Ce que le film interroge également par la bande, c’est la fascination d’un certain cinéma d’auteur pour les milieux populaires. À travers sa dimension “méta”, Les Pires pose ainsi la question délicate de l’instrumentalisation de la misère des gens par l’art. “Oui, et cette question se noue autour du personnage du réalisateur dans le film (joué par l’acteur belge Johan Heldenbergh, NDLR), avec lequel on est dans un équilibre particulièrement fragile. À savoir qu’il ne faut pas qu’il soit antipathique, mais ce n’est pas non plus un ange, loin de là. Il a un côté “tout pour son art”, c’est clair, mais ce n’est pas non plus un salaud total. On aime l’idée d’amener les spectateurs à osciller entre un sentiment et son contraire. C’est l’un des gros sujets du film: celui du regard qu’on vient plaquer sur un milieu quand on provient d’un monde qui n’est pas celui qu’on filme. Et la responsabilité qu’il y a parfois vis-à-vis des enfants à leur faire rejouer, par le biais de la fiction, leurs traumas ou leurs souffrances dans un cadre qui n’est pas un cadre thérapeutique mais qui relève de quelque chose de beaucoup plus intuitif et chaotique. Avec le risque de venir réveiller des choses qu’on n’est pas capables de prendre en charge après.

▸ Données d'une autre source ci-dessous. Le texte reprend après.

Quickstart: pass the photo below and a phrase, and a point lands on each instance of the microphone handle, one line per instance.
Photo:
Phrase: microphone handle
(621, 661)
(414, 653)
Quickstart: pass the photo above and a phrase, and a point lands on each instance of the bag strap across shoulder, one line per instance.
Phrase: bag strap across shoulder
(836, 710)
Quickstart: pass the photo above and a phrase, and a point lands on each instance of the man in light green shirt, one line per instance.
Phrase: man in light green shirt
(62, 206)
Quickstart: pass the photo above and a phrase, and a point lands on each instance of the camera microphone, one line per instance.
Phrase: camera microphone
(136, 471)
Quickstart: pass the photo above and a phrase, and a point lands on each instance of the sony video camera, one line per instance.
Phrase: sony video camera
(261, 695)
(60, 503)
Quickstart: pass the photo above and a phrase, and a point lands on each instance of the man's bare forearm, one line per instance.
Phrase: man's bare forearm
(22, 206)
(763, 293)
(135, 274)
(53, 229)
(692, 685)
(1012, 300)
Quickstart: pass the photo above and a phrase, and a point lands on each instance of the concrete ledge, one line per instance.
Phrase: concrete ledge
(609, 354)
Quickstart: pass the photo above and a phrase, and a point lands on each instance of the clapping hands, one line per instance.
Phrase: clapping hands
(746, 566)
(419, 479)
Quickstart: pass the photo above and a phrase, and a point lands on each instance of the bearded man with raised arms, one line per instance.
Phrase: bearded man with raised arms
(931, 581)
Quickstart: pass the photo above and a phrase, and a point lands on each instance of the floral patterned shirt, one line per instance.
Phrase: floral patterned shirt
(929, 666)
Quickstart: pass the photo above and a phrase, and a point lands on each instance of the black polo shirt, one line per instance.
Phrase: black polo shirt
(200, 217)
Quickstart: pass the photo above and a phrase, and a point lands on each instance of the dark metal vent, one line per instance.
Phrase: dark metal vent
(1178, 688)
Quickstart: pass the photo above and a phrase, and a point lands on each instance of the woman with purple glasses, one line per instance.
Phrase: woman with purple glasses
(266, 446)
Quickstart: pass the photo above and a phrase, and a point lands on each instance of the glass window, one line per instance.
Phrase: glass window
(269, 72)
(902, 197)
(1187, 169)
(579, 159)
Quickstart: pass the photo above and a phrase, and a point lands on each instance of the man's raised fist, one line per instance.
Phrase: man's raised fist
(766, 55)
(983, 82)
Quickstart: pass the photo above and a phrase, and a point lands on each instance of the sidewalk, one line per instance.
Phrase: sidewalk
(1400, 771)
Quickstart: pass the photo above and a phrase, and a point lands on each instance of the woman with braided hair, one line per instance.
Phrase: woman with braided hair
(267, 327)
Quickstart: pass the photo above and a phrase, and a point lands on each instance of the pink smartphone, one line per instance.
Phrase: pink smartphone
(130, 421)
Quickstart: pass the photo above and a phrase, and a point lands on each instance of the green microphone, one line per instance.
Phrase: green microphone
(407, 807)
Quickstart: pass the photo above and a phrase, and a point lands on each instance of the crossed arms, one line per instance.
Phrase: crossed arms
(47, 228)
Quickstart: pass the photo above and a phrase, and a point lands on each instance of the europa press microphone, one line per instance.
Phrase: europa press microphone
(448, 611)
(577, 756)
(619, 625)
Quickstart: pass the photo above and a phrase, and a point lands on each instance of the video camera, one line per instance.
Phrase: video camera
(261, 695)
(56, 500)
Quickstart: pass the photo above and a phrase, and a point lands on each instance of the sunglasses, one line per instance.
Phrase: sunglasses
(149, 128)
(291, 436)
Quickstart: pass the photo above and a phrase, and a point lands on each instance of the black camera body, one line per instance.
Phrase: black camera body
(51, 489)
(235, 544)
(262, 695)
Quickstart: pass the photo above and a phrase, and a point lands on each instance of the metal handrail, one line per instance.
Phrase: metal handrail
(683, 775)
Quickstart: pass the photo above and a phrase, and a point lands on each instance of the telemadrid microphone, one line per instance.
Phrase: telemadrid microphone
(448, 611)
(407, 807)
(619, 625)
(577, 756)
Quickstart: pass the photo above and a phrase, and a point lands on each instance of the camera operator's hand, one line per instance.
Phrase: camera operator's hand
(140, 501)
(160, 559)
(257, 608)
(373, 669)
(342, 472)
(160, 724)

Brouillant parfois singulièrement les pistes entre le vrai et le faux, la vie et le cinéma, Les Pires n’en est pas moins un pur film de fiction. Lise Akoka insiste beaucoup là-dessus: “Oui, on tient vraiment à dire que tout est très écrit, que tous les enfants ont appris leur texte à la virgule près et que ce sont donc de vrais acteurs, qu’ils ont ce talent-là. Parce qu’on n’a pas envie que les gens puissent croire qu’on est allées leur voler des choses. Et si le film pose un regard critique sur le cinéma, c’est aussi une vraie déclaration d’amour à son encontre. En ce sens que le cinéma peut parfois venir créer un espace de libération émotionnelle qui va se révéler hyper salvateur pour les enfants, qu’il va devenir un vecteur d’expression très fort pour eux. Dans Les Pires, on assiste notamment à la naissance d’une vocation à travers le personnage de Lily. À l’écran, elle touche à l’envie de devenir actrice. On sent qu’elle est comme une comédienne-née, qu’elle est comme un poisson dans l’eau dans ce milieu. Et c’est drôle, parce que c’est vraiment aussi ce qui se joue aujourd’hui pour Mallory, la jeune fille qui joue Lily, puisque Les Pires a été sa première expérience de tournage et que ça été hyper révélateur pour elle. C’est-à-dire qu’elle n’avait jamais pensé faire du cinéma. On l’a trouvée devant son collège en mode casting sauvage. Et après Cannes en mai dernier, elle a eu envie de continuer. Elle a passé des castings et elle a déjà décroché deux rôles. Alors que c’est une fille qui a toujours connu l’échec à l’école. Et là, elle a la rage et le plaisir à jouer. Elle bosse, apprend ses textes sans problème. Et ça, c’est super beau à voir. Simplement quelqu’un qui découvre quelque chose qu’il aime et qui se donne les moyens pour aller plus loin.